Dans un arrêt du 22 juin 2023 (n°22-16748), la Troisième Chambre Civile de la Cour de Cassation a rappelé que seuls les désordres existants à la réception peuvent faire l’objet de réserves.
L’effet de purge attaché à la réception sans réserve ne concerne en effet que les défauts et désordres existants et apparents à la date de la réception.
Dans le cas d’espèce, des locaux à usage crèche vendus en l’état futur d’achèvement à une commune avaient été inondés en cours de chantier lors de fortes pluies.
Le réseau d’évacuation des eaux du patio de la crèche à l’origine de l’inondation et les dommages consécutifs avaient été réparés avant la réception, de sorte que la réception des travaux avaient donc été prononcée sans réserve.
La question portait donc sur les préjudices en lien avec l’inondation qui n’avaient pas encore été indemnisés en totalité.
Il résulte de cet arrêt que lorsque les désordres ont été réparés à la date de la réception, le maître d’ouvrage n’a pas à formuler de réserve à la réception, et ce même si l’ensemble de ses préjudices consécutifs à ces désordres n’a pas encore été indemnisé.
Cour de cassation, civile, Chambre civile 3, 22 juin 2023, 22-16.748 :
“La société Icade fait grief à l’arrêt de déclarer irrecevable sa demande de garantie contre la société Bec, alors « que la réception est l’acte par lequel le maître de l’ouvrage déclare accepter l’ouvrage avec ou sans réserves et que seuls les désordres existants à la réception peuvent faire l’objet de réserves à cette occasion, ceux qui ont été repris avant la réception ne pouvant par définition même donner lieu à des réserves puisqu’ils n’existent plus au jour de la réception ; qu’en considérant que la demande de garantie formulée contre la société Bec construction sur le terrain de la responsabilité de droit commun à raison de l’inondation survenue le 1er novembre 2011, avant la réception des ouvrages extérieurs survenue le 20 décembre 2011, était irrecevable pour cela que la société Icade promotion, qui connaissait le sinistre du 1er novembre 2011 et sa cause, n’avait pas formulé à la réception de réserves sur le réseau d’évacuation des eaux de pluie, peu important de savoir si, comme le faisait valoir la société Icade promotion, le désordre avait été déjà repris à la date de la réception, une réserve devant néanmoins être formulée « obligatoirement » même en pareil cas, la cour a violé l’article 1147 (devenu l’article 1231-1) du code civil. »
Réponse de la Cour
Vu l’article 1147 du code civil, dans sa rédaction antérieure à celle issue de l’ordonnance n° 2016-131 du 10 février 2016 :
Aux termes de ce texte, le débiteur est condamné, s’il y a lieu, au paiement de dommages et intérêts, soit à raison de l’inexécution de l’obligation, soit à raison du retard dans l’exécution, toutes les fois qu’il ne justifie pas que l’inexécution provient d’une cause étrangère qui ne peut lui être imputée, encore qu’il n’y ait aucune mauvaise foi de sa part.

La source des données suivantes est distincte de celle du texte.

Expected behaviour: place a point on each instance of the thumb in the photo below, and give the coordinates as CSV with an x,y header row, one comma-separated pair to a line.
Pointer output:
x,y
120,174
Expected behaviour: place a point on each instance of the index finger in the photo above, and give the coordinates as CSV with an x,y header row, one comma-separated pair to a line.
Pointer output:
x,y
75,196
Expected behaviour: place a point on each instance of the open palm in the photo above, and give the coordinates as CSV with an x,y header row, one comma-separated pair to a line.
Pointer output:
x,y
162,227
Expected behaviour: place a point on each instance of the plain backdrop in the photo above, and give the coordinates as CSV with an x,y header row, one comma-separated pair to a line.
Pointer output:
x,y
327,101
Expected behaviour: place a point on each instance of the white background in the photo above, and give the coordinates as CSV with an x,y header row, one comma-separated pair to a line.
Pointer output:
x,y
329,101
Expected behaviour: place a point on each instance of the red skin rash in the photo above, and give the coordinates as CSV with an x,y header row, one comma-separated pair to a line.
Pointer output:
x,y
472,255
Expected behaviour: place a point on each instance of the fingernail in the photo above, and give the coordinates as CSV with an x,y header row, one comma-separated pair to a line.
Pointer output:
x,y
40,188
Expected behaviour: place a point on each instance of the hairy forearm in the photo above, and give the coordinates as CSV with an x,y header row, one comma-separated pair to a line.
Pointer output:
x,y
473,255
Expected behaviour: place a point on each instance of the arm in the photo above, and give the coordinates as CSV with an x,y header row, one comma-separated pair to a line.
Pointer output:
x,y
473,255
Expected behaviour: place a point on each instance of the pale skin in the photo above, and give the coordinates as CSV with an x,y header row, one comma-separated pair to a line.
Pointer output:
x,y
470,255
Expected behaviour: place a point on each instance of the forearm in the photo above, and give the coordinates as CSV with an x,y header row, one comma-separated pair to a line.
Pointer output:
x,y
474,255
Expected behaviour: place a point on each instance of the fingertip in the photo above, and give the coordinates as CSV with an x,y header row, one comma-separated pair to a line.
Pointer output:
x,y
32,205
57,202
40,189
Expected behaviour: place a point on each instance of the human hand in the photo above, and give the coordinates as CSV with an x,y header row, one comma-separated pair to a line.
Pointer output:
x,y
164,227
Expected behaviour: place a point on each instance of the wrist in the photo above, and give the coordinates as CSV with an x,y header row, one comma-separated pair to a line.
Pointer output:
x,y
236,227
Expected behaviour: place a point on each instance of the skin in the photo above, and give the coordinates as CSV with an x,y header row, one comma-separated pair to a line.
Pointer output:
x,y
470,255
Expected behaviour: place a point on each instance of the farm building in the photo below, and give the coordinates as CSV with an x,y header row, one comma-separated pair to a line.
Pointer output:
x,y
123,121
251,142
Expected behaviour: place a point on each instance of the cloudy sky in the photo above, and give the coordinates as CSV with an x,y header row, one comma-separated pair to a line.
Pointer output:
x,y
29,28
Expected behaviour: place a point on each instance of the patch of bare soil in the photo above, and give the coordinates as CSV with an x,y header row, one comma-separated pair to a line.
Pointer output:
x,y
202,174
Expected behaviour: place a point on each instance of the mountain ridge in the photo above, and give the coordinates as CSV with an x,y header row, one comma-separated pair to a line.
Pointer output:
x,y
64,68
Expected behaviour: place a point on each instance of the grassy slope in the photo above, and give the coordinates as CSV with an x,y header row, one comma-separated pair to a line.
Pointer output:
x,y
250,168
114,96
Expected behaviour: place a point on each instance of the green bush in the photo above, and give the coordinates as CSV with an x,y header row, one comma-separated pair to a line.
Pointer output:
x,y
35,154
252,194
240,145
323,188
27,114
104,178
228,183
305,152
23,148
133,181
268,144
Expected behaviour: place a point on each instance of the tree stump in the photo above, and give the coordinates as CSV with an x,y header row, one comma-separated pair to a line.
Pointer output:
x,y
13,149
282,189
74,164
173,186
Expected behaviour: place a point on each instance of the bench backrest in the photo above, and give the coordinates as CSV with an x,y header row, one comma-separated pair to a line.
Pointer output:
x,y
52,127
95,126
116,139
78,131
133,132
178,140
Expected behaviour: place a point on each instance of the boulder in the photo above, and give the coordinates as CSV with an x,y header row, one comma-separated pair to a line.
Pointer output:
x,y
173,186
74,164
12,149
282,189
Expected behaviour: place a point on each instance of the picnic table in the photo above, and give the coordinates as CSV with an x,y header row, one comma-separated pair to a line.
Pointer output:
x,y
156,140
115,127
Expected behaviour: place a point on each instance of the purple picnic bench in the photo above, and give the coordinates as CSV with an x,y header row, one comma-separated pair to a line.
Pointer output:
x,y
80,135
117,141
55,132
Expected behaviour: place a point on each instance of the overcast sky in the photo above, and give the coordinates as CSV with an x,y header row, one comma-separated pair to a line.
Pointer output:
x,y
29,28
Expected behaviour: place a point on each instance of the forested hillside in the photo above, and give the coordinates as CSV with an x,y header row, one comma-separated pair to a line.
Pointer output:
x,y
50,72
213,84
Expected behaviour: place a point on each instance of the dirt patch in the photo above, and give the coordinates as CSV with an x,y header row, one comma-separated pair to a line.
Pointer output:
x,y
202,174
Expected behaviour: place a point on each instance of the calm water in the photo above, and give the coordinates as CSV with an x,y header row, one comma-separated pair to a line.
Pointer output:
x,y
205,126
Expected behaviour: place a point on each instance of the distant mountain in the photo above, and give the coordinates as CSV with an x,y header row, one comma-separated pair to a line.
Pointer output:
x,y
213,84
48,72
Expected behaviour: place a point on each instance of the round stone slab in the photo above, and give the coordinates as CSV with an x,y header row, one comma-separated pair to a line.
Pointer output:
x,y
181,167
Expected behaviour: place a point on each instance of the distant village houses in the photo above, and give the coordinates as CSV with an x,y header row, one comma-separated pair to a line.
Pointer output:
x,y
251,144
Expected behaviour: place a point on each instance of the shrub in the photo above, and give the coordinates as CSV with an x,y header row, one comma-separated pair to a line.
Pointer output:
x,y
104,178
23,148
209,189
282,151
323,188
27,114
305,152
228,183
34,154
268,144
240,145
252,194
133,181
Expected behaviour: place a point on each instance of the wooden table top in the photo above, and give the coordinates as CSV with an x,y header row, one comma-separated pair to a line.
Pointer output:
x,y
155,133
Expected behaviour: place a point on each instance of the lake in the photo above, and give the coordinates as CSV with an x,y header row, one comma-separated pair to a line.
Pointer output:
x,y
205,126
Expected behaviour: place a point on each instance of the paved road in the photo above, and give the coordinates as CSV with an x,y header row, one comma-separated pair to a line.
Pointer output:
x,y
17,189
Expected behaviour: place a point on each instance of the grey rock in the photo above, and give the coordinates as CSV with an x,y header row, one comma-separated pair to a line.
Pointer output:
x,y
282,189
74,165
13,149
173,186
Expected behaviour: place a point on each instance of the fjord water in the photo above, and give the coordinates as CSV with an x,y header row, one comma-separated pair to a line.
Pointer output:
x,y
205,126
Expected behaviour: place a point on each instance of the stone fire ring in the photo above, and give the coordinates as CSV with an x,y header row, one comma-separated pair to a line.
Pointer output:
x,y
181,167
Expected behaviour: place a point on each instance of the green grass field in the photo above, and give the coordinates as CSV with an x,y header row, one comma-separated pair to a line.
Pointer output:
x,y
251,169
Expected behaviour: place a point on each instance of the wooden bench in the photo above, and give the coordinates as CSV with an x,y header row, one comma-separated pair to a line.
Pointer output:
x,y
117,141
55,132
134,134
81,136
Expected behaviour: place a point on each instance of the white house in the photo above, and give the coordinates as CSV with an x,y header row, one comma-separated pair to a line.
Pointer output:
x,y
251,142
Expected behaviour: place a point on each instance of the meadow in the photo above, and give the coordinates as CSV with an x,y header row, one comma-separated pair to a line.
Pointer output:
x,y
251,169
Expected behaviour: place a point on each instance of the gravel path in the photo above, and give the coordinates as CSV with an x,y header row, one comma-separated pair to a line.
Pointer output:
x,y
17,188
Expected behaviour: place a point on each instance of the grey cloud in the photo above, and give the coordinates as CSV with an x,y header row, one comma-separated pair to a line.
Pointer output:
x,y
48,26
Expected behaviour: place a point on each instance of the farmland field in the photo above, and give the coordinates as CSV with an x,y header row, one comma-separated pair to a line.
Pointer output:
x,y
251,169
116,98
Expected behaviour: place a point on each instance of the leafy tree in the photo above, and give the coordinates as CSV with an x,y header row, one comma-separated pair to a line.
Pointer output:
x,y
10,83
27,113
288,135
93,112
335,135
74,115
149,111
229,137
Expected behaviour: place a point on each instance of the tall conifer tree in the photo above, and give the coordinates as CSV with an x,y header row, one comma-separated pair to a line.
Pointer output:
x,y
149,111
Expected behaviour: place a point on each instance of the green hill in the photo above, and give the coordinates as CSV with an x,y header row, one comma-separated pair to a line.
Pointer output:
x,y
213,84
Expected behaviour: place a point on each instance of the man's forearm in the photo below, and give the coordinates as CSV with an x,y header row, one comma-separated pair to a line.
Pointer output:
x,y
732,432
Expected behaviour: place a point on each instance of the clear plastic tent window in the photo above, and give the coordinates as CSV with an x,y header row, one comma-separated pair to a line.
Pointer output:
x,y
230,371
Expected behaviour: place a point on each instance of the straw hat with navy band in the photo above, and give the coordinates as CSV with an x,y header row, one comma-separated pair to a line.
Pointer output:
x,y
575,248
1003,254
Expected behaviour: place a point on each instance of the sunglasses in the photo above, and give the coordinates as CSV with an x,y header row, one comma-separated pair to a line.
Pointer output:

Pour déclarer irrecevable la demande de garantie formée par la société Icade contre la société Bec, l’arrêt retient que le vice affectant le réseau d’évacuation des eaux du patio devait obligatoirement faire l’objet de réserves afin de permettre à la société Icade de solliciter, sur le fondement de la garantie décennale et, le cas échéant, sur un fondement contractuel, la garantie de la société Bec, peu important que le désordre ait été réparé.
En statuant ainsi, alors que seuls les désordres existants à la réception peuvent faire l’objet de réserves, la cour d’appel a violé le texte susvisé.”